Doors were scheduled to open at 5 p.m., and many families were there at 4:30 p.m. But it turned out that time was actually just for the press, who were taken on an advance tour of the decorated home and treated to de Blasio's grand, costumed entrance. He explained his outfit, which has chest plate and laurel wreath-esque headpiece, "It's inspired by Greek mythology. I supposed it's Zeus-like but the trident suggests something more like Neptune." However, when my daughter and I walked by him (twice), it struck me as being more gladiatorial.

While the press were perusing things, families outside were getting impatient. Children were actually impressively well-behaved, while their parents became increasingly worried that their kids would suddenly have a meltdown because of the wait. Staffers brought out candy AND Vision Zero literature (an activity book for children, as well a pamphlet for adults) for us to pass the time.

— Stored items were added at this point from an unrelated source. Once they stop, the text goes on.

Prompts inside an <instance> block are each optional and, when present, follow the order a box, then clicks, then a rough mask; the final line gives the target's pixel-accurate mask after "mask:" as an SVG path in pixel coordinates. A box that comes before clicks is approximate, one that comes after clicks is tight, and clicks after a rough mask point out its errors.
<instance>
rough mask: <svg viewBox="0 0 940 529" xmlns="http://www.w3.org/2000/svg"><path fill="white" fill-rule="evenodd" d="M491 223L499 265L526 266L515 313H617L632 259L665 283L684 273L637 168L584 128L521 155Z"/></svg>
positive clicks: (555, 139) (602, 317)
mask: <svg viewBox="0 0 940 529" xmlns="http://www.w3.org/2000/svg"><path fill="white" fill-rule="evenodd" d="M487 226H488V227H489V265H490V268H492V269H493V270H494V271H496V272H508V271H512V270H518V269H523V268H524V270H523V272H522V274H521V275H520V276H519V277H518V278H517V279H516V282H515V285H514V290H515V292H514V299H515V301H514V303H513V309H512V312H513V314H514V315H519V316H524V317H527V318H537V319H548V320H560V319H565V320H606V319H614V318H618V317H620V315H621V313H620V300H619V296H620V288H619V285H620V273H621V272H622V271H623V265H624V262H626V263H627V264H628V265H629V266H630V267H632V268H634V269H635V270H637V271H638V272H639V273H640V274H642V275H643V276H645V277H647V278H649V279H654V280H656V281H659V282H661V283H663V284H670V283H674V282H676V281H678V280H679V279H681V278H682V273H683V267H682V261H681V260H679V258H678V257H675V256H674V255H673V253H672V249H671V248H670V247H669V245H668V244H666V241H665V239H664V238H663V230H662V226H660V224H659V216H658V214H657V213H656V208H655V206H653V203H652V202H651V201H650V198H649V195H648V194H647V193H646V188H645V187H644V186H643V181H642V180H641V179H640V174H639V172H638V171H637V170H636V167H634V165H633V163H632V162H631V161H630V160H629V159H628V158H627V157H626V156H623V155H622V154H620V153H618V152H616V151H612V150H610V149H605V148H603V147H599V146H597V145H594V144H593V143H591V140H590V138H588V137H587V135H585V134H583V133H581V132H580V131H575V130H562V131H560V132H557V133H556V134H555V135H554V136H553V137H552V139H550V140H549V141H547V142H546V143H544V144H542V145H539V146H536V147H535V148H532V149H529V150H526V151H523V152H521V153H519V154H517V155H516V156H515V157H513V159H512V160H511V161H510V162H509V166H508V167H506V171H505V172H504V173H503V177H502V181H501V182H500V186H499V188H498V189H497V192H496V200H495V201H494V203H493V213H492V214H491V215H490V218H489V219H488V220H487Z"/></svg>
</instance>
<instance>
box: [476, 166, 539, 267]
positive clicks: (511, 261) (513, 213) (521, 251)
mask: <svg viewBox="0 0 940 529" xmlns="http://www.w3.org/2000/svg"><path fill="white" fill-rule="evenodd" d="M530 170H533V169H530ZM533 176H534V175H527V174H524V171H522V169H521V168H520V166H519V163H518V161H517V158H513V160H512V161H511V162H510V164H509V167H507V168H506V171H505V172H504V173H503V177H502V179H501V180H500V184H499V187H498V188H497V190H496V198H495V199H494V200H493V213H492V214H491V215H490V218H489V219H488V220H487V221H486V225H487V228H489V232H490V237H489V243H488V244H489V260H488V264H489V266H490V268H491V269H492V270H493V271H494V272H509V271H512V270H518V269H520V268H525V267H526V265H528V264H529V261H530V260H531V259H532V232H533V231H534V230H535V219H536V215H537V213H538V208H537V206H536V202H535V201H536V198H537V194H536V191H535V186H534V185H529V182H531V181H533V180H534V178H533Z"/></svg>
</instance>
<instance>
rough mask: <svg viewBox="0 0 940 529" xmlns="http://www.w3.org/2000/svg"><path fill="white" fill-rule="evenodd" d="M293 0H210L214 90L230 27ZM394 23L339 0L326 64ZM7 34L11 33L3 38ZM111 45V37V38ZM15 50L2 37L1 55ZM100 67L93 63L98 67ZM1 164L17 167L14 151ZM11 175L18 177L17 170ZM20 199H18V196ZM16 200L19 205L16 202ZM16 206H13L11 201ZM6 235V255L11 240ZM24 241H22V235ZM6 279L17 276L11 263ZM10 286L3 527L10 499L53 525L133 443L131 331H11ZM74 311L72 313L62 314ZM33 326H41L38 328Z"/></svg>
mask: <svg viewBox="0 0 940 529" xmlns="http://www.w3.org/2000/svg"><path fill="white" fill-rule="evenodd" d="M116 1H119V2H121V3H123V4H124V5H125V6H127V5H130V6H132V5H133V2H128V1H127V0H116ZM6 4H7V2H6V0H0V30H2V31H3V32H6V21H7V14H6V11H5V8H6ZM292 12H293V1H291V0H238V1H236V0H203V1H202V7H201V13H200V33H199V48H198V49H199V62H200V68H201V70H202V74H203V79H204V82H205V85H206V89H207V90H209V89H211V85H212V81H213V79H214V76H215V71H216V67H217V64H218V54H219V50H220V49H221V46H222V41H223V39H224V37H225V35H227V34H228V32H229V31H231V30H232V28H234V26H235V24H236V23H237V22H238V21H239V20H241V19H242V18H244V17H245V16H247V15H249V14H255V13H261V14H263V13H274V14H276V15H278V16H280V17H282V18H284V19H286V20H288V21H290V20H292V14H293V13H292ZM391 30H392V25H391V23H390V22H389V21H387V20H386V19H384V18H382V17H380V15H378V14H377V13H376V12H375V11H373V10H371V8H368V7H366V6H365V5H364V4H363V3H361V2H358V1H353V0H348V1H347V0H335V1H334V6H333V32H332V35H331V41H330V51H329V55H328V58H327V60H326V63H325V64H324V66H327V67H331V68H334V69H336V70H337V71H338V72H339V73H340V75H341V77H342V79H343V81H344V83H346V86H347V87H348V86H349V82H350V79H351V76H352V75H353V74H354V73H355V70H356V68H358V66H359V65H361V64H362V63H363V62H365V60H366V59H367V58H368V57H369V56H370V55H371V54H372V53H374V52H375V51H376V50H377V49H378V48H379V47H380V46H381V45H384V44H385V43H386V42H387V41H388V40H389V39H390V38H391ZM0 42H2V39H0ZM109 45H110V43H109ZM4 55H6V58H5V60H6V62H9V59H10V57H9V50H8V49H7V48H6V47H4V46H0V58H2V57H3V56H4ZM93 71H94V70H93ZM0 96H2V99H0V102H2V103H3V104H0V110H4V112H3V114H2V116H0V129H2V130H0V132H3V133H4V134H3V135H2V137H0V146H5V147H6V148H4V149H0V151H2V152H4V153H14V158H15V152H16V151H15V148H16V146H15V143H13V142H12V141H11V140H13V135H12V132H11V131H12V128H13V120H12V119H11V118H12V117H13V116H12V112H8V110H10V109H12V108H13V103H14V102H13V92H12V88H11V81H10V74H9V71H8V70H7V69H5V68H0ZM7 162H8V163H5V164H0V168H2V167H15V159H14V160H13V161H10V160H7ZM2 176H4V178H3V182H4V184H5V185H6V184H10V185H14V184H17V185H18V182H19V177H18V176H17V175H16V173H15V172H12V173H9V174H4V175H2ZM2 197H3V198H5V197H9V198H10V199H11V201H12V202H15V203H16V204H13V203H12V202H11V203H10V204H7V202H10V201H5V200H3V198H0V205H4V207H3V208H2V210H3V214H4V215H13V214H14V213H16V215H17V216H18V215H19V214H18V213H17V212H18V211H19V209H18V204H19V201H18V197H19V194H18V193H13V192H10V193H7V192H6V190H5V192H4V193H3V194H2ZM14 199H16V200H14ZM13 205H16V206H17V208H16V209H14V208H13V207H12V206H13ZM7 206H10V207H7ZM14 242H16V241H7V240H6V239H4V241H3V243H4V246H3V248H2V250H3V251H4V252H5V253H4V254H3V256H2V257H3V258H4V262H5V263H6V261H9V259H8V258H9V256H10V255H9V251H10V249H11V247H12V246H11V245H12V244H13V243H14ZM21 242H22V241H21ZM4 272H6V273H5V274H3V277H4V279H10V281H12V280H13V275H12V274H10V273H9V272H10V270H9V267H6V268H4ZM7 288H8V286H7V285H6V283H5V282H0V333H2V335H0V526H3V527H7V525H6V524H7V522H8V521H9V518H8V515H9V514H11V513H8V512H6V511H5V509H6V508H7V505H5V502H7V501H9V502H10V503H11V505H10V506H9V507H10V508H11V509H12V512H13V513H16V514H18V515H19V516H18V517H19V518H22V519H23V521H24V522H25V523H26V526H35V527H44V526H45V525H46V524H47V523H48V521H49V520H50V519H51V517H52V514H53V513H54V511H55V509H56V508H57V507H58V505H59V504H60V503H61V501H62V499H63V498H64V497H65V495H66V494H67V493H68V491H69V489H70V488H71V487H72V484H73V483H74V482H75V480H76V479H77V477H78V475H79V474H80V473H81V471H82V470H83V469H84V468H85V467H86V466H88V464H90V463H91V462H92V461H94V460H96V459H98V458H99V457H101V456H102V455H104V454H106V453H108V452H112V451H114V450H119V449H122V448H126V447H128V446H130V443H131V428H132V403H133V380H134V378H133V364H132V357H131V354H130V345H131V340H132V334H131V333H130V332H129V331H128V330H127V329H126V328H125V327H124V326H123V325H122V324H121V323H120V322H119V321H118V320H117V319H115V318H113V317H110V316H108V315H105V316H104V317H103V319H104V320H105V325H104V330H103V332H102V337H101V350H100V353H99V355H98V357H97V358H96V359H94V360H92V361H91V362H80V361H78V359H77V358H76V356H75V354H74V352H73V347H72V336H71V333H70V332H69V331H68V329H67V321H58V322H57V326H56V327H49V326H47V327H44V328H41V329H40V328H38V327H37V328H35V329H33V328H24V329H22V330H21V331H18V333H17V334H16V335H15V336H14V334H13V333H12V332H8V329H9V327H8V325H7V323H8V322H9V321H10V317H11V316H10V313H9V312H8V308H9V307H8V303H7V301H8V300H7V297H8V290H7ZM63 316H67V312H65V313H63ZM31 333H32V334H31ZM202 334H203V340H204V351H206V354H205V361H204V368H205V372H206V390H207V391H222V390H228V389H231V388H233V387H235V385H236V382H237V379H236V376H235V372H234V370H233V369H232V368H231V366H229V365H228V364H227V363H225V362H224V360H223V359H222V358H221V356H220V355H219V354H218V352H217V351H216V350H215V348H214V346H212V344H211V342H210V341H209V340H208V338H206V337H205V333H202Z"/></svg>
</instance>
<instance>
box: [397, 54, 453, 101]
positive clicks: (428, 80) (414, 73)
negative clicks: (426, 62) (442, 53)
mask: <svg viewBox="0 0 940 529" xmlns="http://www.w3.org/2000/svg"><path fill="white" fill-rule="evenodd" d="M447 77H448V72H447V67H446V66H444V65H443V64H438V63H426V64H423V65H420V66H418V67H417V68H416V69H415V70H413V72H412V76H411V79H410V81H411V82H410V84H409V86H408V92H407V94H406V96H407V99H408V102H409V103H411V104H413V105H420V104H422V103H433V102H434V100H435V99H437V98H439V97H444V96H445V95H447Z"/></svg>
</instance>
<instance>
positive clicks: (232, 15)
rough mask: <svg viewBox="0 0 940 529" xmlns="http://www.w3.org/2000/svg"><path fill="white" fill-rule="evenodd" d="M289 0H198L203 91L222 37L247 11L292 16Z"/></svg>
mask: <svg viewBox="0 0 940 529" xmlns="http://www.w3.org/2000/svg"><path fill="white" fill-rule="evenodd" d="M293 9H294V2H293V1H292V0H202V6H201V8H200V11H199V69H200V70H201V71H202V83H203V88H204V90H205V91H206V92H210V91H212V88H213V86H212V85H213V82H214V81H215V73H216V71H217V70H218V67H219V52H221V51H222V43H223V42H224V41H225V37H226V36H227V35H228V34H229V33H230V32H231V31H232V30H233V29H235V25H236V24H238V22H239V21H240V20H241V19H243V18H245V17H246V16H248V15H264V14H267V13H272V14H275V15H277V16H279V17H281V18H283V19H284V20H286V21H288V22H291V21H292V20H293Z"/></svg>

Pedestrians rule! (Jen Chung/Gothamist)

By 5:25 p.m., the kids were definitely getting restless. My daughter started to examine at a rusted bobby pin on the ground, while other parents paced with their kids. Finally, just before 5:40 p.m., the line was moving: We donated canned goods for City Harvest, checked in, and then went through security screening before finally making our way inside the house.

Pumpkins, cobwebs and other Halloween accoutrements set the mood as people dressed in costumes greeted visitors. Everyone was offered apple cider or water by men wearing Dracula capes before entering a stately room where a ghostly woman in 19th century dress recited scary tales as another played piano. Outside, gravestones dotted the lawns, with bones sticking out from the ground as ghouls roamed the lawns, scaring children with, "Wooo-oooo-oooooo!" There were also snacks—caramel apple pieces, grilled cheese bites, cookies and popcorn—as well as signs reminding everyone of the hashtag, #GracieHalloween.

Staffers urged visitors to keep moving through the different parts of the ground quickly, and suddenly we were about to see the Mayor and First Lady. "Does your child have any allergies?" a woman asked—no—and then we were ushered around the porch.

"Happy Halloween," McCray, who was stunning in her Halloween gown, exclaimed and gave a bag of treats to my daughter. I think de Blasio said Happy Halloween to my daughter but can't remember because then we were suddenly past them. And that was the end of the "Spooky Walk!"

It wasn't even 6 p.m. yet. When we walked back to the front of the Gracie Mansion, I noticed there were only a few people waiting. Since I had made my daughter wait 40 minutes for what was about a five-minute visit, I decided to see if we could go through again. I also had an ulterior motive: I wanted to get a photograph of my daughter with our progressive mayor to troll conservative Facebook friends. And we could—we went through screening again and then took a more leisurely stroll through the mansion. This time, we examined the bones in the Grace Mansion graveyard much more carefully—some metacarpals here, some spinal cord fragments there:

Law and Order: Gracie Mansion Division cold open #graciehalloween

A photo posted by Jen Chung (@chungjen) on

When we made our way the Mayor and First Lady again, this time we were told there would be no personal photos because, logically, that would drag out the whole process if people wanted to pose, take second pictures, etc. Photos would be made available online to attendees later on.

At this point, I felt pretty dumb for being on line again, but at this point, there was no turning back. I told McCray that we didn't need a bag of candy, explaining that we were repeat offenders, to which she said, "I thought you looked familiar!" But my daughter got a high-five from the Mayor, so it was all worth it.